A new dexterity was put to use by Belle during the summer of 2006. Weaver had a seizure and passed out on the floor. Belle snatched the man’s mobile phone and bit down on the number 9, exactly as she had been taught to do. When the number was configured to call 911, help came quickly. Following the VITA Wireless Samaritan Award, Belle was granted the award for individuals who save lives using mobile phones. Until Belle, no canine had ever won the prize at the time. She was the first!
It is well known that Saint Bernards are enormous and ferocious. It’s not like they’re anything more than large huggers. These canines were originally developed to be rescue dogs in frigid and icy conditions. On missions, they usually went out in pairs so that the person discovered could be kept warm by one while the other went to get aid.
After saving more than 40 people for his 12-year life, Saint Bernard, Barry, is still being cared for by rescue dogs named after him at the monastery where he resided. His German nickname is Menschenretter, which translates to “people saver.”
Ramen Noodle, a light-brown poodle, stood on all fours when he was a baby. He was most likely a puppy factory mix, bred to be as little as he was. His original owner took him to the vet when he was eight months old because he had a fractured arm. Due to her neglect, the owner did not return to have the cast examined until nine weeks had passed. To no one’s surprise, the arm had practically succumbed to gangrene by this time. Ramen Noodle had become drowsy and had refused to eat at this point. He was lucky to be alive at all.
The owner was offered the choice of giving him over to the clinic or having him reported to animal control after weeks of rigorous treatment. After adopting him, she became his primary caregiver and became a fan of Ramen.
Ramen suffered a broken bone in his other front leg when he leaped off a chair. His lone teacup poodle arm snapped and could not be repaired because of the weak bones resulting from little dogs’ inbreeding. Even though most people were distraught, Ramen shocked everyone by quickly recovering. He was able to walk on two legs three weeks later.
Bamse’s owner was a sea captain. During World War 2, Bamse and his owner were enlisted in the Royal Norwegian Navy in 1940, where Bamse was made an official crew member. While aboard the ship, Bamse was instrumental in boosting morale among the crew and earning the respect of the locals.

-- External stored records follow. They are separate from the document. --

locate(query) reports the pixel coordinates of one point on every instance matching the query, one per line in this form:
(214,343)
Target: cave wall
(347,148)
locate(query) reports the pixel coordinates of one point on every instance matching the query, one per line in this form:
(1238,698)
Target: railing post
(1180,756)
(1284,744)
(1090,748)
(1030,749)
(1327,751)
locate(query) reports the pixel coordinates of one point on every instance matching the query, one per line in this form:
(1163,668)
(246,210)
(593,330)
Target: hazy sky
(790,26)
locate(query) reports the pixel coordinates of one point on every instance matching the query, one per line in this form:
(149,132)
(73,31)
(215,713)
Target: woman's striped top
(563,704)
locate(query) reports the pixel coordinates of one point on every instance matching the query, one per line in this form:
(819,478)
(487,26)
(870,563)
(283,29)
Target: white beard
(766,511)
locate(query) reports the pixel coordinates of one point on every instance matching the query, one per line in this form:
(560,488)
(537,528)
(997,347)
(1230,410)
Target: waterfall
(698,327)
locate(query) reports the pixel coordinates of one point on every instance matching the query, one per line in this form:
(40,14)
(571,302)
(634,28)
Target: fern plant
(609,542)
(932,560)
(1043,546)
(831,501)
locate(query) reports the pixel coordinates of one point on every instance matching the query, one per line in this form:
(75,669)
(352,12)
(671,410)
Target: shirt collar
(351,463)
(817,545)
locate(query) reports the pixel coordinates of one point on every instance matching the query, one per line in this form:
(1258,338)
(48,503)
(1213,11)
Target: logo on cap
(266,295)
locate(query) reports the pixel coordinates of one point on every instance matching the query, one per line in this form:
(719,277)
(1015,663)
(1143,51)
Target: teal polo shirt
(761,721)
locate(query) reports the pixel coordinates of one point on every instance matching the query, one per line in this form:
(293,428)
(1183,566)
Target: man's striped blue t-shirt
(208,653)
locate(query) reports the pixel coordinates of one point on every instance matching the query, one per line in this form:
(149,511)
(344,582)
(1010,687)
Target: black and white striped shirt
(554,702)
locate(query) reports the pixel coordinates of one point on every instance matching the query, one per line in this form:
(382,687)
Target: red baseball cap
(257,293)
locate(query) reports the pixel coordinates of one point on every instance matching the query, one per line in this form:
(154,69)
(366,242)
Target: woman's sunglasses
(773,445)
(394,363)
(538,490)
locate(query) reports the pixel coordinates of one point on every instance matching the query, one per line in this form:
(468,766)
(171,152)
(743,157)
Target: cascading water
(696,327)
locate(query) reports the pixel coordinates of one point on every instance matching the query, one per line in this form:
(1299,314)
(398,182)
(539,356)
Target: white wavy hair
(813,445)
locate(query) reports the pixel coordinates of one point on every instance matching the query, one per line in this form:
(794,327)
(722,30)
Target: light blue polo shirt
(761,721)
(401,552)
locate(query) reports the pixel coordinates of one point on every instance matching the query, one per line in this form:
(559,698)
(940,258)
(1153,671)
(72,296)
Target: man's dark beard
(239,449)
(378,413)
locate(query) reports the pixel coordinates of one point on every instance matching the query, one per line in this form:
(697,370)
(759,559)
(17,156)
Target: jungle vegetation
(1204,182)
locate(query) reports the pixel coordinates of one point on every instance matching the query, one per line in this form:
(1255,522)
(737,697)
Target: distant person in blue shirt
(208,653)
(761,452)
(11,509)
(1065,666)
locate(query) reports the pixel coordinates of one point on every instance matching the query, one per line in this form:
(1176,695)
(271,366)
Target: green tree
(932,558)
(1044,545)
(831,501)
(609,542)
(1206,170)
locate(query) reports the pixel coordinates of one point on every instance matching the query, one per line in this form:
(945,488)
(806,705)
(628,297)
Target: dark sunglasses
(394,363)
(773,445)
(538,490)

The crew constructed a customized metal helmet that he wore while standing atop the boat’s forward gun tower in combat. By throwing the attacker into the water and pulling the unconscious sailor ashore, the hero saved the life of a young lieutenant commander who had been threatened by an attacker holding an actual knife.

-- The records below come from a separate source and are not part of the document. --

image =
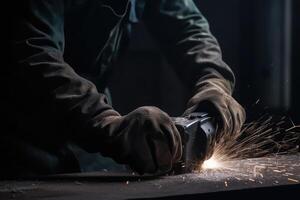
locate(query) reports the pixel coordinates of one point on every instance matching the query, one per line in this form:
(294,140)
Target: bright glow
(211,163)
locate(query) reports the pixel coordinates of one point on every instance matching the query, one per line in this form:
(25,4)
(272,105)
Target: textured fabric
(54,94)
(146,139)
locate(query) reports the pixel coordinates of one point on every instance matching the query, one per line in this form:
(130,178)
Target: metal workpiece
(276,177)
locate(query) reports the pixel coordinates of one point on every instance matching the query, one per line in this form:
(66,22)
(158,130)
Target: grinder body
(198,133)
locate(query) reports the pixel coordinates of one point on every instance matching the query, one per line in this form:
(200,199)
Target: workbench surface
(277,176)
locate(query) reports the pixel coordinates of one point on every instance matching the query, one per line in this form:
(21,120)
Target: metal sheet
(275,175)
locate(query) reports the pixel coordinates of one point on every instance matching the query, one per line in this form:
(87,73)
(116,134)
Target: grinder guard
(198,133)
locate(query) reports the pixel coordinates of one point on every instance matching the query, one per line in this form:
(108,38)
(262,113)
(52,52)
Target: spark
(293,180)
(267,136)
(211,163)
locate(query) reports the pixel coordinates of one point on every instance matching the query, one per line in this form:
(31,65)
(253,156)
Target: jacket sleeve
(37,49)
(185,38)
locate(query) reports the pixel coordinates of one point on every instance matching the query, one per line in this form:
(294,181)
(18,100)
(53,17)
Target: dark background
(259,40)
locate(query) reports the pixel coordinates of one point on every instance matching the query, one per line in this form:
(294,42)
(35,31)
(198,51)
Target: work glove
(145,139)
(213,95)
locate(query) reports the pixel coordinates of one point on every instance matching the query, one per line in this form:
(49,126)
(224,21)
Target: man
(59,62)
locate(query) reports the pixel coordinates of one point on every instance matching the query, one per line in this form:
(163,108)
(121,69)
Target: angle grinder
(198,133)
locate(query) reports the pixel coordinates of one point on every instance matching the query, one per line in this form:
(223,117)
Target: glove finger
(161,154)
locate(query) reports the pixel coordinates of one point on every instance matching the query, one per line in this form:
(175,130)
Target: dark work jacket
(59,54)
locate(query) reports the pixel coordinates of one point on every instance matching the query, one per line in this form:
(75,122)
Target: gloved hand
(146,139)
(213,95)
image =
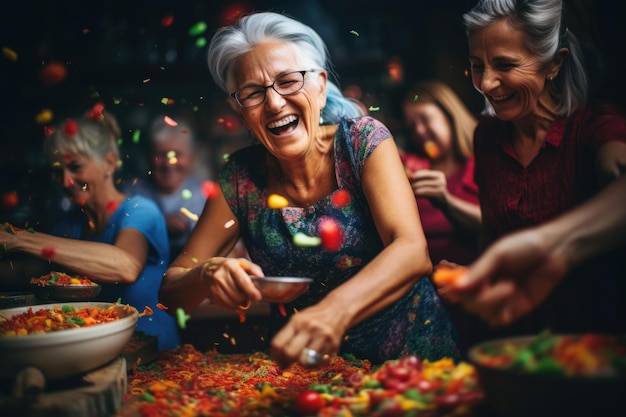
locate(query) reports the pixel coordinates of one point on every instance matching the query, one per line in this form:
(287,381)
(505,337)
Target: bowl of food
(65,339)
(60,286)
(281,289)
(552,374)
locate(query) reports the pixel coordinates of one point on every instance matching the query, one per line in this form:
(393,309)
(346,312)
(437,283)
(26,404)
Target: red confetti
(167,21)
(169,121)
(53,73)
(70,127)
(48,253)
(112,205)
(341,198)
(330,234)
(209,189)
(48,130)
(96,111)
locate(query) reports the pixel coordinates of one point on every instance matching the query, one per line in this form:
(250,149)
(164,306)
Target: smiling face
(428,123)
(285,125)
(507,73)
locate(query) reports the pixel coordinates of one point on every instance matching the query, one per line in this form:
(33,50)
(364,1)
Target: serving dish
(281,289)
(546,391)
(64,353)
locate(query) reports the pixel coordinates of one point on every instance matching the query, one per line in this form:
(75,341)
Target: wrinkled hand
(229,282)
(177,224)
(318,327)
(431,184)
(510,279)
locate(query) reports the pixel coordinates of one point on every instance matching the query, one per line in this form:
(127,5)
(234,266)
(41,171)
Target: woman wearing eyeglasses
(343,185)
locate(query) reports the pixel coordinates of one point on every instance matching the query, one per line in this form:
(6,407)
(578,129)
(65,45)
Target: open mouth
(281,126)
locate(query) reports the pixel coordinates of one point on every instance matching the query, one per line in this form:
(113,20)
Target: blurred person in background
(117,241)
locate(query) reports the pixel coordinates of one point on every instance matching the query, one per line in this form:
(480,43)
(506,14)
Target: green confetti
(306,241)
(182,318)
(136,135)
(197,29)
(186,194)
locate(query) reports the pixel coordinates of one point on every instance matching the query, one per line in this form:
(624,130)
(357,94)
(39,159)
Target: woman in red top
(440,165)
(550,167)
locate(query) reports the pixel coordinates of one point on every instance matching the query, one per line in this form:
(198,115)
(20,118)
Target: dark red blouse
(561,177)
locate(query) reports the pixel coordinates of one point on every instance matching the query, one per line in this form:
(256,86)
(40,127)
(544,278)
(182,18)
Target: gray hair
(231,42)
(545,27)
(94,138)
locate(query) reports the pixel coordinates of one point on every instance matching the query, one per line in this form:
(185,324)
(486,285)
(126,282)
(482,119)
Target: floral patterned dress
(416,324)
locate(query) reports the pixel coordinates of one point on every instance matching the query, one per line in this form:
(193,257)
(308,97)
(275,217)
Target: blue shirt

While in Scotland, one of Bamse’s primary responsibilities was to ensure that every one of the ship’s crew was returned to the ship on time for duty or curfew. He could go alone using the local bus system, thanks to the crew’s purchase of an associated bus pass. As Bamse walked along Broughty Ferry Road, he would get on the next bus to Dundee. At the bus stop near his crew’s favorite bar, he would go in and bring them back from there. He’d return to base if he couldn’t find his pals, which he did eventually.
You have probably watched the animated film Balto based on a real-life tale of a dog by this name. If you haven’t yet, be sure to check it out. Musher and breeder Leonhard Seppala had a Siberian Husky named Balto to lead his team of dogs on lengthy journeys. It is said that Gunnar Kaasen drove him and his sled dogs on the last leg of the 1925 serum run from Anchorage to Nenana, Alaska, by rail and to Nome by dog sled to battle an epidemic of the diphtheria antitoxin.
Balto died when he was 14 in the Cleveland Zoo. He was put on display at the Cleveland Museum of Natural History after his death, where he remains to this day.
I’m a writer, an artist, and a teacher. I enjoy English literature. In my spare time, I indulge in reading books, or in painting my thoughts on a canvas.